The deadly effects of TTX occur because the toxin binds to the outer pore of voltage‐gated sodium channels (NaV) in muscle and nerve tissue, blocking the influx of sodium ions and preventing action potential propagation (Fozzard and Lipkind 2010; Tikhonov and Zhorov 2012). The channels comprise four homologous domains (DI‐DIV), each of which contains a pore‐loop (p‐loop) that together form the outer pore of the channel where TTX molecules bind (Terlau et al. 1991; Fozzard and Lipkind 2010; Payandeh et al. 2011; Tikhonov and Zhorov 2012; Toledo et al. 2016). TTX‐resistant mutations to the DIV p‐loop of NaV1.4 arose in a stepwise fashion within each phylogenetically distinct lineage of T. sirtalis (Fig. 1A). An I1561V change (i.e., NaV1.4V) was the first resistant substitution to arise in both California and the Pacific Northwest, followed later by more resistant mutations to the DIV p‐loop that are unique within each lineage (Hague et al. 2017). Functional expression of derived alleles from California (NaV1.4V and NaV1.4LVNV) and the Pacific Northwest (NaV1.4V and NaV1.4VA) confirms they confer increasing levels of TTX resistance to NaV1.4 (Geffeney et al. 2005). Channel‐level TTX resistance conferred by each DIV allele is tightly correlated with muscle and whole‐animal levels of resistance (Geffeney et al. 2002, 2005; Feldman et al. 2010; Hague et al. 2017). Across western populations of T. sirtalis, TTX‐resistant alleles occur at high frequency within each of the two hotspots sympatric with toxic newts, but are largely absent in surrounding “coldspots” where newts are nontoxic (Brodie et al. 2002; Hanifin et al. 2008; Hague et al. 2017).

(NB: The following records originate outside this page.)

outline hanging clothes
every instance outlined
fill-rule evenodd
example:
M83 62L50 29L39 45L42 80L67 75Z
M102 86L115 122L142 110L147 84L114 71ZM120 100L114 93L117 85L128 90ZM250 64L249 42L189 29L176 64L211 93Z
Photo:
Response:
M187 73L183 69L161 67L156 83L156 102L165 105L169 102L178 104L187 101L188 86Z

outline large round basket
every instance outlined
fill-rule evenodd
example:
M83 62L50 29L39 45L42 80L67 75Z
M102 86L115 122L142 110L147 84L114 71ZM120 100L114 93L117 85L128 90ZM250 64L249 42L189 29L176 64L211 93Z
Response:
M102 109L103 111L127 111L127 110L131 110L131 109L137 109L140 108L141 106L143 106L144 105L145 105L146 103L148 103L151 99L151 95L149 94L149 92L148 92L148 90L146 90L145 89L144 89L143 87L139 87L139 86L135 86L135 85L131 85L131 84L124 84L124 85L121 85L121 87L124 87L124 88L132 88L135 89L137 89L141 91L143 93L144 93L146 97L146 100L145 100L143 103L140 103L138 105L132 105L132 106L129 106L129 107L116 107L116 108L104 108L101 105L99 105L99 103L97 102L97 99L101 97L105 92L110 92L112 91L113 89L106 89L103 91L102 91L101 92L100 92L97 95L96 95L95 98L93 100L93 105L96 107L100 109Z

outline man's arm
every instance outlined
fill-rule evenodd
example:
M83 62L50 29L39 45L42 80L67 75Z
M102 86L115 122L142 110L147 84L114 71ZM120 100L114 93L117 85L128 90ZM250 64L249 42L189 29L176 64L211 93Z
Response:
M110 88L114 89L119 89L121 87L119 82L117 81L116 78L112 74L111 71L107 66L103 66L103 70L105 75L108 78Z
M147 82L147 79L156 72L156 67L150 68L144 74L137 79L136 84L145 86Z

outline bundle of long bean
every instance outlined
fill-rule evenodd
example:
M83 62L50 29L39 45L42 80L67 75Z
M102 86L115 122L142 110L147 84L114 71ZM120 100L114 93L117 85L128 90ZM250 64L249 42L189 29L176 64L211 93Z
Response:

Within a few populations of garter snakes, it appears that TTX resistance is negatively correlated with locomotor performance—individuals with higher resistance crawl slower—suggesting a possible tradeoff associated with the evolution of resistance (Brodie and Brodie 1999). Crawl speed is an important measure of performance in reptiles (e.g., Shine et al. 2000; Aubret et al. 2007) and is under positive survival selection in some populations of garter snakes (Jayne and Bennett 1990). This relationship suggests that adaptation to toxic prey might come at a cost of reduced organismal performance, which also may be important in structuring broader mosaic patterns of coevolution (e.g., hotspots and coldspots). We investigated the underlying molecular basis for a putative trade‐off between TTX resistance and locomotor performance.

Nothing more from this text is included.